Senate Republicans abruptly left Washington on Thursday without voting on a roughly $70 billion bill to fund immigration enforcement agencies, postponing action until after the Memorial Day recess amid an internal party rift over a newly created settlement fund for individuals who claim they were politically prosecuted. The decision followed a tense morning meeting with acting Attorney General Todd Blanche, who briefed senators on the fund, and it threatens to blow past President Donald Trump’s self-imposed June 1 deadline for the legislation.
The core of the conflict is a $1.776 billion fund the Justice Department announced earlier this week. It is designed to pay settlements to people who can demonstrate that they were targeted by a weaponized legal system — a category the administration has used to describe Trump supporters charged in the Jan. 6, 2021, Capitol attack. Several senators balked at the prospect that taxpayer money could go to individuals convicted of assaulting law enforcement officers that day. The Associated Press reported that the fund “prompted even more questions, spurring a push to limit the taxpayer dollars that some feared could go to Trump supporters who harmed law enforcement officers” in the riot.
That resistance was the breaking point in a bill whose path was already narrowing. Days earlier, Republican senators had stripped $1 billion in security funding for the White House complex and for a ballroom on Trump’s property, a provision that had drawn criticism as a personal rather than governmental expense. The removal came after members of their own party questioned why immigration enforcement legislation should carry a pricey upgrade to the president’s private spaces.
The Thursday meeting with Blanche did not calm the waters. According to the AP, the session “only heightened the frustration among senators,” and shortly afterward Republican leaders announced they would not bring the immigration bill to a vote until they returned from the Memorial Day recess, sometime during the week of June 1 — the same week Trump had demanded its passage. The delay left Homeland Security agencies without the funding they need to maintain current enforcement operations, and it exposed a legislative dynamic in which Trump’s own party is, in the words of one wire report, “pushed to the limit” and showing “rare defiance” to his demands.
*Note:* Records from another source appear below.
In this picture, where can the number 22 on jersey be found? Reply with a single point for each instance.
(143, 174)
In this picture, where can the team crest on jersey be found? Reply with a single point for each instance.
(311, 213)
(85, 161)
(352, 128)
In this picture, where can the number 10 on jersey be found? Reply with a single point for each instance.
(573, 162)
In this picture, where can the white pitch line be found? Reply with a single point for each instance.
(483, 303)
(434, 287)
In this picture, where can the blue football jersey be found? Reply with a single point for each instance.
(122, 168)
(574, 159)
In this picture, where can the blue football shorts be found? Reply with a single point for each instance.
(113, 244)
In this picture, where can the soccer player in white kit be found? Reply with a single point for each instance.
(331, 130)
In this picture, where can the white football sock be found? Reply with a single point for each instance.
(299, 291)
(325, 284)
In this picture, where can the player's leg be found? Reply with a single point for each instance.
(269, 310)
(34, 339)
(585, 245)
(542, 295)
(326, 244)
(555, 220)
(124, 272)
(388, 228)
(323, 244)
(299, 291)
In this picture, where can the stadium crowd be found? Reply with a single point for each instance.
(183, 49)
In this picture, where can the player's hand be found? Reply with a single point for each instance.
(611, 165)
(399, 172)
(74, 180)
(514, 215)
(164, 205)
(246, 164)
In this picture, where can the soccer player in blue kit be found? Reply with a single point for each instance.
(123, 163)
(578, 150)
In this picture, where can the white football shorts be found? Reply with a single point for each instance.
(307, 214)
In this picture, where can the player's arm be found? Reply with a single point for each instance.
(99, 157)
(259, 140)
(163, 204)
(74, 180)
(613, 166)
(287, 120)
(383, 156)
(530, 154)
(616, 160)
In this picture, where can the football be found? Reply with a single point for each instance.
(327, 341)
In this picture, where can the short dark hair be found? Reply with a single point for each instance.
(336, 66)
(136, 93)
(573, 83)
Congressional aides said the settlement fund remained the main sticking point, though several senators also expressed reservations about the overall cost of the immigration enforcement package and the White House’s insistence that it move on an accelerated schedule. No Democrats supported the original bill, meaning Republicans needed near-unanimity within their conference. With the settlement fund unresolved and the ballroom security provision already dead, party leaders lacked the votes to proceed.
The standoff now pivots to behind-the-scenes negotiations over the recess. Republican senators face a choice between accepting a fund that critics say rewards Jan. 6 offenders or holding up the signature immigration enforcement bill the president campaigned on — a dilemma that, if unresolved, will leave border and interior enforcement agencies running on stopgap funding past the June 1 deadline.